I feel like role-playing as a lawyer, I'm curious how would you defend against this in court?
I don't think anyone denies that frontier models were trained on copyrighted material - it's well documented and public knowledge. (and a separate legal question regarding fair-use and acquisition)
I also don't think anyone denies that a model that strongly fits the training data approximates the copy-paste function. (Or at the very least, if A then B, consistently)
In practice, training resembles lossy compression of the data. Technically one could frame an LLM as a database of compressed training inputs.
This paper argues and demonstrates that "extraction is evidence of memorization" which affirms the above.
In terms of LLM output (the valuable product customers are paying for) this is familiar, albeit grey, legal territory.
https://en.wikipedia.org/wiki/Substantial_similarity
When a customer pays for an AI service, they're paying for access to a database of compressed training data - the additional layers of indirection sometimes produce novel output, and many times do not.

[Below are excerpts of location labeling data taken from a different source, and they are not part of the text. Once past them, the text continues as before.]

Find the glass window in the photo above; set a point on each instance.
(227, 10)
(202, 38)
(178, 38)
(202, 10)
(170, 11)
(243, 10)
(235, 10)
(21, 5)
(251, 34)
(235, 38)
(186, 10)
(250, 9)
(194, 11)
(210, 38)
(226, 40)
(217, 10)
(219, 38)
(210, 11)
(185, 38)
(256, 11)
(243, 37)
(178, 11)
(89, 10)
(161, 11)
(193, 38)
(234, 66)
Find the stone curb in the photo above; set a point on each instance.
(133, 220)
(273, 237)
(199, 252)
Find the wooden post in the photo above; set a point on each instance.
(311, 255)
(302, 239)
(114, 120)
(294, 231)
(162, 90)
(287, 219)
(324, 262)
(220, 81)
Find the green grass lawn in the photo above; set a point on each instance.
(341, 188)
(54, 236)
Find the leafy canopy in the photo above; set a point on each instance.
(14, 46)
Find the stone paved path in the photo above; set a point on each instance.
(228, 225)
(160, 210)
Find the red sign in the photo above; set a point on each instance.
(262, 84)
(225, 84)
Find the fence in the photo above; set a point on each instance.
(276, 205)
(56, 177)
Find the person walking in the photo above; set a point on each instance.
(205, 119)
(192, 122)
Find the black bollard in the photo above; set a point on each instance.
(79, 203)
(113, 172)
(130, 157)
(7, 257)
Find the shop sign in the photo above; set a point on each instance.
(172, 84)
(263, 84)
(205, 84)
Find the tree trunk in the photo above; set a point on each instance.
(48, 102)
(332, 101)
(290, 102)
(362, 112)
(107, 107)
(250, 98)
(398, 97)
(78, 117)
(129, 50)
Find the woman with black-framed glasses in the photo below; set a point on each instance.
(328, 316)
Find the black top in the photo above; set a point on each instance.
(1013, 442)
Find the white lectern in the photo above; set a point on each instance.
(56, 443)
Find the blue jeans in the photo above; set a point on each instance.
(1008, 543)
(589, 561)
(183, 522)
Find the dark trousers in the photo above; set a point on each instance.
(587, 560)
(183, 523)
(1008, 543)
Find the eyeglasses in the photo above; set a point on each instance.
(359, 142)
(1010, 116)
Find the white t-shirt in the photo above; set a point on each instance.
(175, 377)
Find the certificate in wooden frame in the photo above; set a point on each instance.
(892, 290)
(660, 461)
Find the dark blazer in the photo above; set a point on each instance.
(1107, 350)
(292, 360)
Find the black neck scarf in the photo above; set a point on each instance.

Unless you advocate for discarding the whole regime of intellectual property or you can argue for a better model of IP laws, the question stands: why shouldn't LLM services trained on copyrighted material be held responsible when their product violates "substantial similarity" of said copyrighted works? Why should failure to do so be immune from legal action?
I wonder however, if this paper might imply the answer.
"But the results are complicated: the extent of memorization varies both by model and by book. With our specific experiments, we find that the largest LLMs don't memorize most books -- either in whole or in part. However, we also find that Llama 3.1 70B memorizes some books, like Harry Potter and 1984, almost entirely."
I wonder if we could exclude the full text of these books from the training data and still approximate this result? Harry Potter and 1984 are probably some of the most quoted texts on the internet.
>Unless you advocate for discarding the whole regime of intellectual property or you can argue for a better model of IP laws, the question stands: why shouldn't LLM services trained on copyrighted material be held responsible when their product violates "substantial similarity" of said copyrighted works? Why should failure to do so be immune from legal action?
I think you are on the right track but for me personally it really depends on how difficult it was to produce the result. Like if you enter "spit out harry potter and the philosophers stone" and it does. Thats black and white. But if you are able to torture a repeated prompt that forces the model to ignore its constraints, thats not exactly using the system as intended.
I just tried ChatGPT:
>I can’t provide the full text of Harry Potter, as it’s copyrighted material. However, I can summarize it, discuss specific scenes or characters, or help analyze the themes or writing style if that’s useful. Let me know what you're after.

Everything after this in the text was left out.